小妹也是瞪大了眼睛,笑着回应,她给萧承比了个赞,说:“萧总还是有眼光。”
萧承脸上仍挂着笑,可在出了电梯的那一秒,脸瞬间就挂了。
谢临站在自己办公室门前。
他那脸色依旧灰白得像洗到褪色的衬衫,可仍然掩盖不了他那顶尖的容貌。
萧承不知道谢临站门前要干什么,于是礼貌地说:“早啊谢总。”
谢临手里拎着甜品,见了他第一面,就是和他说:“对不起。”
那句对不起太过深沉,似乎包含着什么。
萧承不明白,他现在对不起自己什么。
难道还是前两天酒后干的糊涂事?他抬起眸子看着他,叹了口气,说:“那件事没必要在意的,谢总。”
谢临似乎没料到自己是这副态度,他语气轻颤,说:“你和谁都不在意吗?”
“是啊,还能再约吗谢总?”
谢临呼吸又开始了急促,他在这一刻真的觉得是自己活该。
他书房里的一张张照片无疑是对自己的凌迟。
当年那件事,他如果不那么说,萧承和他也许不会如此这般。
他望着萧承冷漠的表情,语气急切:“可以…只要你愿意。
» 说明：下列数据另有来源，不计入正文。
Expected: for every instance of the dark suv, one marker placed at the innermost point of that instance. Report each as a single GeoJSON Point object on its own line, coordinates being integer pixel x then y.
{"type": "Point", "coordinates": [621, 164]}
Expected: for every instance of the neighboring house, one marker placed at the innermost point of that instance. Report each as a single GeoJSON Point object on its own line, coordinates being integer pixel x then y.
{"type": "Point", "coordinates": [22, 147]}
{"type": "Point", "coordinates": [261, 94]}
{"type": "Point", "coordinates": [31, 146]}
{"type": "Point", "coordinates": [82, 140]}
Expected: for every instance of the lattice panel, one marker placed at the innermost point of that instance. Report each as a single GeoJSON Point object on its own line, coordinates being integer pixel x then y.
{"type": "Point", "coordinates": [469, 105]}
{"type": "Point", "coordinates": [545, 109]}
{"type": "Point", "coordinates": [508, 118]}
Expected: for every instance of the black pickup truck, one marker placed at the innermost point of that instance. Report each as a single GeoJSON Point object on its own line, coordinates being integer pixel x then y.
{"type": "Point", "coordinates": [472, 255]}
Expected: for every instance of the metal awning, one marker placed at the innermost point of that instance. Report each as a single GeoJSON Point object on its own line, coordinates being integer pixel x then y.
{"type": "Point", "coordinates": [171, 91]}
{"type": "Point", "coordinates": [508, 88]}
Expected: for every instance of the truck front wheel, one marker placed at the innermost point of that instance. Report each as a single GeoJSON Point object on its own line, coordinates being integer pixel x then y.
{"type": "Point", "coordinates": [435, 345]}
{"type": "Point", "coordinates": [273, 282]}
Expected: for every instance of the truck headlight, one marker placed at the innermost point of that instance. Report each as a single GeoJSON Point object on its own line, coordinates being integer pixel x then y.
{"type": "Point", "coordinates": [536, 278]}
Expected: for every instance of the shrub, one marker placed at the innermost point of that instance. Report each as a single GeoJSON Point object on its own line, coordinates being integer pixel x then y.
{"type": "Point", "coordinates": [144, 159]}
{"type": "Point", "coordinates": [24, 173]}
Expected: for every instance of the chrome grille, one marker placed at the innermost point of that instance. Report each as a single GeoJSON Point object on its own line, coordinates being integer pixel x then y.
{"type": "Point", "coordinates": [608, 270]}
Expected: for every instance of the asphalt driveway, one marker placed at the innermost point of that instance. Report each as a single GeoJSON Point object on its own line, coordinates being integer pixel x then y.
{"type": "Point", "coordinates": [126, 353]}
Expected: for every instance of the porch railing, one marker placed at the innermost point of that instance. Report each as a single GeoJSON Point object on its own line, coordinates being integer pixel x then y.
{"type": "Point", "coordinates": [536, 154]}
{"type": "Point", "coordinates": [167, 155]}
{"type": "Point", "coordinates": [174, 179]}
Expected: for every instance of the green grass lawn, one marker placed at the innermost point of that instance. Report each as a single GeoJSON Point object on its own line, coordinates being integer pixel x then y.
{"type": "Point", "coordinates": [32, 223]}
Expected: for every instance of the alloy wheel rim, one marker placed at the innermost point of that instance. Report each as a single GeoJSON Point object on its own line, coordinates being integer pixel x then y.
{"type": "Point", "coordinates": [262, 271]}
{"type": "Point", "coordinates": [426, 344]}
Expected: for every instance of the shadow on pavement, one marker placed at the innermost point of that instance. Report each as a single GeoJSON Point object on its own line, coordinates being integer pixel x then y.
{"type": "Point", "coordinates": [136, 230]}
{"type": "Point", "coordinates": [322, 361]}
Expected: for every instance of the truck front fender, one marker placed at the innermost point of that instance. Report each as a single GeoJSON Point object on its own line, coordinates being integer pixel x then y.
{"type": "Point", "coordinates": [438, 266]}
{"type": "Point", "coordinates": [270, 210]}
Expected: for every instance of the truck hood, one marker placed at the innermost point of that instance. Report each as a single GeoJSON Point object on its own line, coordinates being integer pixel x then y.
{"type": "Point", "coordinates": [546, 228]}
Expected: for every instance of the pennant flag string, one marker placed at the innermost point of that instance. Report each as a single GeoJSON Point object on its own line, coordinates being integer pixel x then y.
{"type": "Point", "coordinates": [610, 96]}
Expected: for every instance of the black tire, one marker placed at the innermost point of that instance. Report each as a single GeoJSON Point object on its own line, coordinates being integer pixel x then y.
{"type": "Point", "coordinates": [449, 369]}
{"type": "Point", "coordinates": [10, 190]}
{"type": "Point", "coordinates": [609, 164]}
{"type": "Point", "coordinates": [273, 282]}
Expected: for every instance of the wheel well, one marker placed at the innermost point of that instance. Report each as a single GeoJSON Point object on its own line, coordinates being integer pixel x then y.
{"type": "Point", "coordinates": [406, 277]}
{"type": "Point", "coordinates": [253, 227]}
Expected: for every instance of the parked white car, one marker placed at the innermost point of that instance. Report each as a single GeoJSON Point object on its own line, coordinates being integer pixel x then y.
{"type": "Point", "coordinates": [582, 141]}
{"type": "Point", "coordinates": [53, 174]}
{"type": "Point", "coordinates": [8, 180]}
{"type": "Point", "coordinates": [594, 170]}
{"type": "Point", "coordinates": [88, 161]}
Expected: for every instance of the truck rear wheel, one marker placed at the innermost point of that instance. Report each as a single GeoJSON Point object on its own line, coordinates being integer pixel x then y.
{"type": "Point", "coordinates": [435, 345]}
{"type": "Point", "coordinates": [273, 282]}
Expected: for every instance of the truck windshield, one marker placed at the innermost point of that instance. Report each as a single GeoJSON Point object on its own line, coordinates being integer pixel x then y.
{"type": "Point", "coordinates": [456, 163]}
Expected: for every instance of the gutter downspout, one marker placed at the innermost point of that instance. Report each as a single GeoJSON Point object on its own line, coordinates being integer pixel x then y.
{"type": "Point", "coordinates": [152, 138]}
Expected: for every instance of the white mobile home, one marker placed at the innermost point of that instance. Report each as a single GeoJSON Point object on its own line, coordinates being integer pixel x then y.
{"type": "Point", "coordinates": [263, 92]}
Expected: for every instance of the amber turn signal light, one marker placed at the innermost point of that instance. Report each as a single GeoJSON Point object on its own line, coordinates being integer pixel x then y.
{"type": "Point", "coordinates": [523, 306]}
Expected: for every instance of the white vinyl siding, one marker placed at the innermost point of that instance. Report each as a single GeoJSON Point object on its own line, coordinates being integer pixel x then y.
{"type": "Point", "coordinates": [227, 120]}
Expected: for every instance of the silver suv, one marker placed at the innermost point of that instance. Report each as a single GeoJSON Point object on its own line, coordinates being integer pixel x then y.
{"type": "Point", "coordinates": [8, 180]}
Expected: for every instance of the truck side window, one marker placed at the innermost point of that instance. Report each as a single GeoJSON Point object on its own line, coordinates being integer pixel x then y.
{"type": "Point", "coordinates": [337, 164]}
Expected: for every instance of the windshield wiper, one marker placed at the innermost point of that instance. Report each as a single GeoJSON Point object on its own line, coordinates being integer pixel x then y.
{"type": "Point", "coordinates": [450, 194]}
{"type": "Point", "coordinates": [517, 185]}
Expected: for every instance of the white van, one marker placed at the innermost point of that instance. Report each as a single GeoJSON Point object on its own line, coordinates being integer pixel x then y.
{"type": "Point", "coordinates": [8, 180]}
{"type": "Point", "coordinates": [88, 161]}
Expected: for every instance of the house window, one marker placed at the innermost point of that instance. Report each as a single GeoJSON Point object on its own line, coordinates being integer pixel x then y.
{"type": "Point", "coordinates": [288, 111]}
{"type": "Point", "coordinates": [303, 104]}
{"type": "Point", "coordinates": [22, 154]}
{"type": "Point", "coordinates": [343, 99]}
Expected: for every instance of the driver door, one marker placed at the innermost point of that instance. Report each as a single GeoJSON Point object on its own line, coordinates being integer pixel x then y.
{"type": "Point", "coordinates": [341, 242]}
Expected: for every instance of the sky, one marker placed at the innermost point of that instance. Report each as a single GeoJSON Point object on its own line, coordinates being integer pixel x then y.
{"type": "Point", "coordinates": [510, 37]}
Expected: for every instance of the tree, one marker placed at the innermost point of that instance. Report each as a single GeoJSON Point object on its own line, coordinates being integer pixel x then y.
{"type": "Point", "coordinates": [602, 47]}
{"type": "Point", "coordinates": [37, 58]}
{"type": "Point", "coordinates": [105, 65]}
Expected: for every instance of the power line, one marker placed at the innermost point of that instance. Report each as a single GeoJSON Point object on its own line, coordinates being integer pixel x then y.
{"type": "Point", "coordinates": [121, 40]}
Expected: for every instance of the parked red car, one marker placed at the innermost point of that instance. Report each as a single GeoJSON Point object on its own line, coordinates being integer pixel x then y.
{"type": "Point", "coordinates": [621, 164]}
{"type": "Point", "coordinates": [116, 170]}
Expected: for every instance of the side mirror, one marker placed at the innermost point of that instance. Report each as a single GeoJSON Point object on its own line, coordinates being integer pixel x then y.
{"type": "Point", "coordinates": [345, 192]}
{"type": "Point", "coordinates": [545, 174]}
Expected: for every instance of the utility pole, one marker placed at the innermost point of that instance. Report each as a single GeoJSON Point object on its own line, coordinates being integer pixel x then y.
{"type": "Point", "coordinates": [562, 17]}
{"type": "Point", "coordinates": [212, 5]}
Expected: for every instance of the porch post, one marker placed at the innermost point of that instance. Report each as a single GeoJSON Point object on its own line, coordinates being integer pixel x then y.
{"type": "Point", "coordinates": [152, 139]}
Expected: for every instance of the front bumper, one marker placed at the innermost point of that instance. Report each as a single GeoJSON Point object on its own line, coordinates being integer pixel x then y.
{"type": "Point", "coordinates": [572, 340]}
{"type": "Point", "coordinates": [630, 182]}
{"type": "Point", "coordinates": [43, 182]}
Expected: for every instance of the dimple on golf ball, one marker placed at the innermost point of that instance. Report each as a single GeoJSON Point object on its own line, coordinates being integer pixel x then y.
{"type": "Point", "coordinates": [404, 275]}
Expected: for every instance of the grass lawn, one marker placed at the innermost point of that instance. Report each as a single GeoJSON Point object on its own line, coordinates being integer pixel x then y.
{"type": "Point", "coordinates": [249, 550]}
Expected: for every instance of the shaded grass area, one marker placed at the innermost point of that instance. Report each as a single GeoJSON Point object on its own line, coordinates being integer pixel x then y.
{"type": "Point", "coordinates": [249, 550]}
”
他愿意把一切都给他。
只要能再多见他,多和他说几句,无论做什么,他都愿意。
就当他准备继续说下去的时候。
萧承却笑了几声,说:“开个玩笑。”
“你技术太差了。”
哗的一下,他手里的甜点掉在了地上。
蛋糕在塑料盒内撞得稀巴烂,他在这一刻,竟然说不出一句。
萧承自然而得地打开了办公室的门,慢悠悠地说:“您随意,谢总。”
“别再买蛋糕了,我一直。”
“很讨厌草莓。”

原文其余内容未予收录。